Blue Cross Blue Shield said the severance was part of an employment agreement reached in 2007, a year after Unhjem was arrested for drunken driving.
The Blues said Unhjem, 55, was fired by the 13-member board this week for violating the terms of the employment agreement.
“Unhjem displayed errors in judgment over the past couple of years that damaged the image” of Blue Cross Blue Shield of North Dakota, the insurer’s statement said.
The statement also said Unhjem “met and exceeded company operational goals as related to customer satisfaction, ad-ministrative efficiencies and contract gains during his 18 years as president and CEO.”
Unhjem did not return telephone calls from The Associated Press seeking comment on Thursday.
Unhjem was hired by the insurer in 1986 as its attorney and vice president of corporate affairs. Earlier, he worked as a lawyer in Jamestown and served 12 years in the North Dakota state House.
Blues Chairman Dennis Elbert said earlier the decision to fire Unhjem was necessary to move forward and to rebuild public trust. He said the Blues got angry telephone calls from policyholders about a Cayman Islands retreat attended last week by Unhjem, marketing vice president Chad Niles, and 33 employees and their guests. The trip cost the insurer more than $250,000, or about $6,500 per couple, the company said.
The insurer said it has since scrubbed such trips. The last one came while it sought increases in three rate categories. Unhjem has said they are needed to cover the cost of claims.
Denise Kolpack, a Blues spokeswoman in Fargo, said the Caribbean trip was not the only reason for Unhjem’s firing, though she would not be specific.
“There were other issues that led to the board’s decision for Mike’s termination,” Kolpack said. “The Grand Cayman Islands trip was one of many issues but it was the final issue.”
“Operationally, we were a very successful company under his leadership but there were other issues that ultimately damaged the reputation of this company, and that’s why the board made the decision that it did,” Kolpack said.

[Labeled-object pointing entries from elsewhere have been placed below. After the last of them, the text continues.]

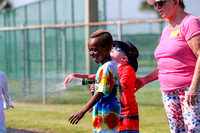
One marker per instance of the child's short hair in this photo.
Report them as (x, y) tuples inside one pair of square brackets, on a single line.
[(131, 52), (105, 38)]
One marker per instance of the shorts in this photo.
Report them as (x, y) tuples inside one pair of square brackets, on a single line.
[(2, 127), (182, 118)]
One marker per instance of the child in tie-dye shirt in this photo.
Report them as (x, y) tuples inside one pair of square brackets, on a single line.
[(105, 103)]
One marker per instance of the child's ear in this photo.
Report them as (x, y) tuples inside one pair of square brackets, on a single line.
[(125, 59)]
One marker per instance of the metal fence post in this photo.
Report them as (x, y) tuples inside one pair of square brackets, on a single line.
[(63, 49), (119, 30), (23, 61), (43, 66)]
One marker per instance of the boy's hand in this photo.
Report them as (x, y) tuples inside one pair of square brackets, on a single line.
[(91, 88), (68, 79)]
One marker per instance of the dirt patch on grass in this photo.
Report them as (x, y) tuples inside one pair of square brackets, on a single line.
[(12, 130)]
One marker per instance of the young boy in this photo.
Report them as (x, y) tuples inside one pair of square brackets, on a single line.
[(125, 54), (105, 103), (5, 102)]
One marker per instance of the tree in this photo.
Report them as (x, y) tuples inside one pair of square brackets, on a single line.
[(146, 7), (5, 4)]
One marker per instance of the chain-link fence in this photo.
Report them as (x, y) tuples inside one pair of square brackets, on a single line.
[(38, 50)]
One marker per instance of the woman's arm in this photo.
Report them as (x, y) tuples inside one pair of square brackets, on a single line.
[(77, 75), (140, 82), (192, 97), (74, 119)]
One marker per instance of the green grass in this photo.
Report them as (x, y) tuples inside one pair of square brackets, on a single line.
[(53, 117)]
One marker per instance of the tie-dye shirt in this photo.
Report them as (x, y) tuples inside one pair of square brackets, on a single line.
[(106, 112)]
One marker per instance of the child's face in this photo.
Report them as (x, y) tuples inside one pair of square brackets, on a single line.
[(96, 51), (116, 54)]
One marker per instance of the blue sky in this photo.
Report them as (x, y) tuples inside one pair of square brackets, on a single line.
[(130, 9)]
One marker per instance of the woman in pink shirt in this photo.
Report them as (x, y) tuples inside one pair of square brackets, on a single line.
[(178, 56)]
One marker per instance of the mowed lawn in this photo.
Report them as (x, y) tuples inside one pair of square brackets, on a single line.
[(53, 118)]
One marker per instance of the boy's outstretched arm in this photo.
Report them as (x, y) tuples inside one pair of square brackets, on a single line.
[(77, 75), (74, 119), (140, 82)]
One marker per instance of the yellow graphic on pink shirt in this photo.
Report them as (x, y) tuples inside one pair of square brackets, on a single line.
[(175, 33)]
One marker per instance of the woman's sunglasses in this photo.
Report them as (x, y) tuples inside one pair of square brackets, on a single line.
[(159, 3)]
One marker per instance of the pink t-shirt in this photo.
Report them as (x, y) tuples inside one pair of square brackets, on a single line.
[(176, 61)]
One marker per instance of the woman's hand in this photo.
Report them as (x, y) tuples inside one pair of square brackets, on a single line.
[(192, 96), (91, 88), (139, 83)]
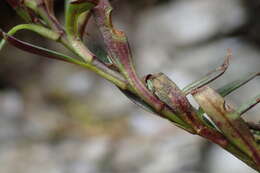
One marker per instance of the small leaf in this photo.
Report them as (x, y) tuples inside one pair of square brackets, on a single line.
[(228, 121), (248, 105), (74, 8), (37, 50), (230, 87), (211, 76), (120, 53)]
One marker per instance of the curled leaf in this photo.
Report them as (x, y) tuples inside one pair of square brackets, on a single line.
[(167, 91), (120, 53), (228, 121), (232, 86), (211, 76), (248, 105)]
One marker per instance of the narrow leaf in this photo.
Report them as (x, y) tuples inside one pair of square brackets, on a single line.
[(45, 32), (37, 50), (228, 121), (248, 105), (211, 76), (167, 91), (74, 8), (120, 53), (230, 87)]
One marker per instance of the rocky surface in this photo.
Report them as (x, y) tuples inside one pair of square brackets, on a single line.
[(59, 118)]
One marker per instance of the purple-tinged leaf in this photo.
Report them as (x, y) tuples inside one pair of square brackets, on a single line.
[(228, 121), (248, 105), (27, 47), (211, 76), (120, 53)]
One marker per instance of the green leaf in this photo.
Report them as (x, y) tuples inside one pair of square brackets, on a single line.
[(232, 86), (228, 121), (211, 76), (248, 105)]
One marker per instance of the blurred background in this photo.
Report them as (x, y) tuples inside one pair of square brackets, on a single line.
[(60, 118)]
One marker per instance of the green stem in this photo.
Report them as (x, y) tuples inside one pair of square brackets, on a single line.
[(45, 32)]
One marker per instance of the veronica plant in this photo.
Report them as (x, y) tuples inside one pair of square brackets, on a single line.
[(215, 120)]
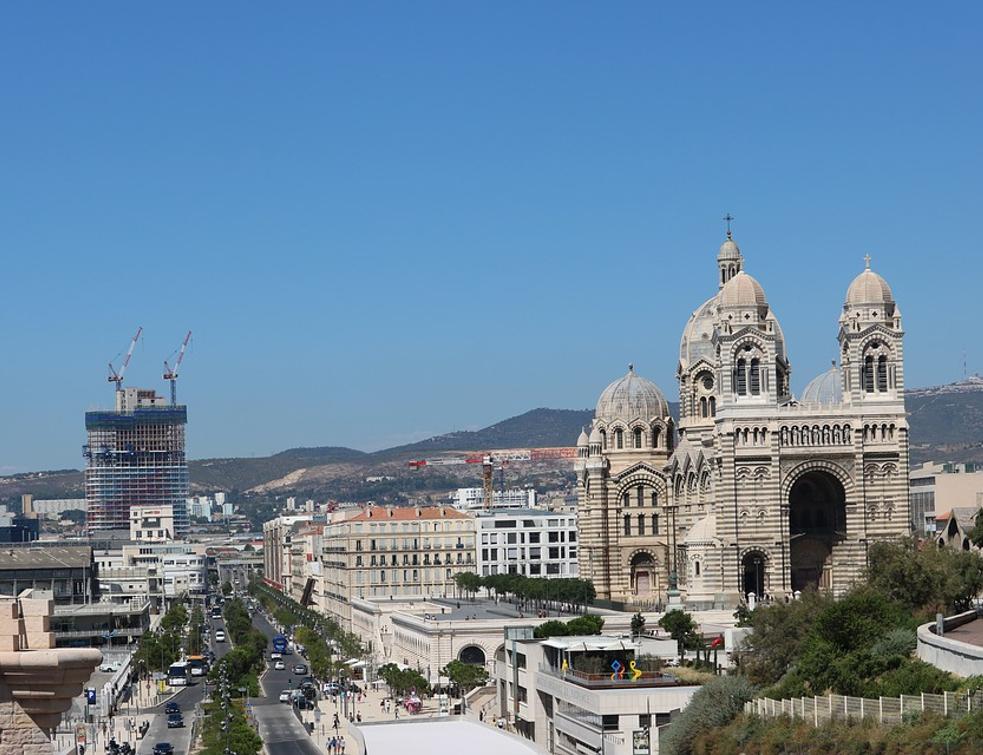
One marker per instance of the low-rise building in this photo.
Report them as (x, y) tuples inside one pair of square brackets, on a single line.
[(473, 499), (592, 694), (530, 542), (935, 489), (392, 553), (151, 524)]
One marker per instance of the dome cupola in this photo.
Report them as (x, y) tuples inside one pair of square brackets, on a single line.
[(631, 397), (825, 389)]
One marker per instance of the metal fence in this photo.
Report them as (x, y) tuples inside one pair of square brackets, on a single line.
[(885, 710)]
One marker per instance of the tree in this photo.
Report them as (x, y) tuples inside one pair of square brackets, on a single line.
[(466, 676), (925, 578), (715, 704), (682, 629)]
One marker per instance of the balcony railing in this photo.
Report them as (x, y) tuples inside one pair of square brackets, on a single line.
[(629, 679)]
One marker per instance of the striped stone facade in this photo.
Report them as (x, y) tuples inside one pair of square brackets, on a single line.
[(761, 492)]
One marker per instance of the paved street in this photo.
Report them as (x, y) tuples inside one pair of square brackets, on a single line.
[(187, 699), (279, 728)]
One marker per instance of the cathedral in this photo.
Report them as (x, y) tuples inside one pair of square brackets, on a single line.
[(756, 490)]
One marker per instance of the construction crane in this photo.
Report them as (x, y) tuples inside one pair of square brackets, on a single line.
[(171, 374), (489, 460), (117, 377)]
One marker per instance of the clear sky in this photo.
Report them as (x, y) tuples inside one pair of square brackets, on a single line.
[(389, 220)]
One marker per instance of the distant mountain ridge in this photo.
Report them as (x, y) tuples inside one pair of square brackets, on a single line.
[(946, 425)]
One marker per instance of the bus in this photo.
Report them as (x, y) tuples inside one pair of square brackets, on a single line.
[(280, 644), (198, 665), (179, 674)]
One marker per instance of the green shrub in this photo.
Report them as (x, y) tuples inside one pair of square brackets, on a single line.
[(715, 704)]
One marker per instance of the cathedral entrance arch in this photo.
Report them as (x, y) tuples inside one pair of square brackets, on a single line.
[(817, 521), (644, 577), (753, 567)]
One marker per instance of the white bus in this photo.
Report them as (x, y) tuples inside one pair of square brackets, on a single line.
[(179, 674)]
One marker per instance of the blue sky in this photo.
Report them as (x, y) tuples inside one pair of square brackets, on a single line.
[(389, 220)]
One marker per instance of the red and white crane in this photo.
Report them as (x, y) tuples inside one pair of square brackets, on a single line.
[(117, 377), (171, 374), (489, 460)]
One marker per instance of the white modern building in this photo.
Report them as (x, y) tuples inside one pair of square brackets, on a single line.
[(593, 694), (530, 542), (151, 524), (471, 499)]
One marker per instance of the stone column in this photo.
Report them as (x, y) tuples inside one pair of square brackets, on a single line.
[(37, 681)]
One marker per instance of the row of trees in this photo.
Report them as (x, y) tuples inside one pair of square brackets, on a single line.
[(537, 591), (159, 649), (290, 613)]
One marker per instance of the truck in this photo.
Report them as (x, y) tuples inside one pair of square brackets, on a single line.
[(280, 644)]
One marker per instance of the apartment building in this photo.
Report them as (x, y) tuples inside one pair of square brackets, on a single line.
[(561, 693), (530, 542), (394, 552)]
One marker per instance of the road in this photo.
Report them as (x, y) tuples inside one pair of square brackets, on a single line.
[(279, 728), (187, 698)]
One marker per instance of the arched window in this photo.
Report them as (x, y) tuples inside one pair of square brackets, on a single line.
[(740, 377), (868, 375)]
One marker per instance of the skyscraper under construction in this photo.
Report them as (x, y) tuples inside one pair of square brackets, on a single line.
[(135, 457)]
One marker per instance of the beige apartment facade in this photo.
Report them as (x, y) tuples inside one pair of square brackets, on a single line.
[(393, 552)]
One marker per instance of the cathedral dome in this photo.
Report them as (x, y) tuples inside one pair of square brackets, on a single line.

A nationwide search will be conducted to find Unhjem’s replacement, Kolpack said. The goal is to have someone hired before next year, she said.
The insurer said it lost $28 million last year, including $9 million from operations.
The nonprofit company, which is the state’s dominant insurer, said it provides health care coverage to more than 375,000 North Dakotans and 75,000 nonresidents.